In my system, the insertion of data is always done through csv files via logstash. I never pre-define the mapping. But whenever I input a string it is always taken to be analyzed
, as a result an entry like hello I am Sinha
is split into hello
,I
,am
,Sinha
. Is there anyway I could change the default/dynamic mapping of elasticsearch so that all strings, irrespective of index, irrespective of type are taken to be not analyzed
? Or is there a way of setting it in the .conf
file? Say my conf
file looks like
input {
file {
path => "/home/sagnik/work/logstash-1.4.2/bin/promosms_dec15.csv"
type => "promosms_dec15"
start_position => "beginning"
sincedb_path => "/dev/null"
}
}
filter {
csv {
columns => ["Comm_Plan","Queue_Booking","Order_Reference","Multi_Ordertype"]
separator => ","
}
ruby {
code => "event['Generation_Date'] = Date.parse(event['Generation_Date']);"
}
}
output {
elasticsearch {
action => "index"
host => "localhost"
index => "promosms-%{+dd.MM.YYYY}"
workers => 1
}
}
I want all the strings to be not analyzed
and I don't mind it being the default setting for all future data to be inserted into elasticsearch either
You can query the .raw
version of your field. This was added in Logstash 1.3.1:
The logstash index template we provide adds a “.raw” field to every field you index. These “.raw” fields are set by logstash as “not_analyzed” so that no analysis or tokenization takes place – our original value is used as-is!
So if your field is called foo
, you'd query foo.raw
to return the not_analyzed
(not split on delimiters) version.
Just create a template. run
curl -XPUT localhost:9200/_template/template_1 -d '{
"template": "*",
"settings": {
"index.refresh_interval": "5s"
},
"mappings": {
"_default_": {
"_all": {
"enabled": true
},
"dynamic_templates": [
{
"string_fields": {
"match": "*",
"match_mapping_type": "string",
"mapping": {
"index": "not_analyzed",
"omit_norms": true,
"type": "string"
}
}
}
],
"properties": {
"@version": {
"type": "string",
"index": "not_analyzed"
},
"geoip": {
"type": "object",
"dynamic": true,
"path": "full",
"properties": {
"location": {
"type": "geo_point"
}
}
}
}
}
}
}'
Make a copy of the lib/logstash/outputs/elasticsearch/elasticsearch-template.json from your Logstash distribution (possibly installed as /opt/logstash/lib/logstash/outputs/elasticsearch/elasticsearch-template.json), modify it by replacing
"dynamic_templates" : [ {
"string_fields" : {
"match" : "*",
"match_mapping_type" : "string",
"mapping" : {
"type" : "string", "index" : "analyzed", "omit_norms" : true,
"fields" : {
"raw" : {"type": "string", "index" : "not_analyzed", "ignore_above" : 256}
}
}
}
} ],
with
"dynamic_templates" : [ {
"string_fields" : {
"match" : "*",
"match_mapping_type" : "string",
"mapping" : {
"type" : "string", "index" : "not_analyzed", "omit_norms" : true
}
}
} ],
and point template
for you output plugin to your modified file:
output {
elasticsearch {
...
template => "/path/to/my-elasticsearch-template.json"
}
}
You can still override this default for particular fields.
I think updating the mapping is wrong approach just to handle a field for reporting purposes.
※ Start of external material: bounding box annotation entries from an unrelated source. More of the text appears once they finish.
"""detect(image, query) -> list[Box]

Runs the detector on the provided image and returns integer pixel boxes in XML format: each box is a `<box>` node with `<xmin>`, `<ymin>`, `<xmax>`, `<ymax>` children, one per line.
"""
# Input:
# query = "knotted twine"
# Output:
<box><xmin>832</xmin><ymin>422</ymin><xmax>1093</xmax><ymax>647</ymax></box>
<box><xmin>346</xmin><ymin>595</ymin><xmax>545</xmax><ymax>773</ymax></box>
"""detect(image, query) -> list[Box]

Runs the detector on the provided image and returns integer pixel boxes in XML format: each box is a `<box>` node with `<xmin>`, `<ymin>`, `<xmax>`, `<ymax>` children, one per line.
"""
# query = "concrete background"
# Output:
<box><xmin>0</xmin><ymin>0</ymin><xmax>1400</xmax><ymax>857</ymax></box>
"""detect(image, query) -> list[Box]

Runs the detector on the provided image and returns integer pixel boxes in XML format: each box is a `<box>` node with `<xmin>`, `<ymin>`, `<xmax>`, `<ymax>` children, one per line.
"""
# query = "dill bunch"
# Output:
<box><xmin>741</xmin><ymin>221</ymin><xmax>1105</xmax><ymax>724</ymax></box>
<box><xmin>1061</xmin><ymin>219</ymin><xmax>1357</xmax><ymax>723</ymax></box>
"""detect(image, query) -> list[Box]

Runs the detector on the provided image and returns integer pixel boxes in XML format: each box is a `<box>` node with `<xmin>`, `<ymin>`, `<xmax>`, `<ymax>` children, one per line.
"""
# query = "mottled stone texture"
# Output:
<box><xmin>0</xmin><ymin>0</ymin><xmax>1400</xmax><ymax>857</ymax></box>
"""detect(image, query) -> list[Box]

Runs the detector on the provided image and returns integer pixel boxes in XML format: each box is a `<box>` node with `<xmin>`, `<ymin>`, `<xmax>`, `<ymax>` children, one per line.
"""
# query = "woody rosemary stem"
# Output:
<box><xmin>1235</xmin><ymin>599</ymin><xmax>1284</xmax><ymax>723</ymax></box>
Sooner or later you may want to be able to search the field for tokens. If you are updating the field to "not_analyzed" and want to search for foo from a value "foo bar", you won't be able to do that.
A more graceful solution is to use kibana aggregation filters instead of terms. Something like below will search for the terms ivr04 and ivr02. So in your case you can have a filter "Hello I'm Sinha". Hope this helps.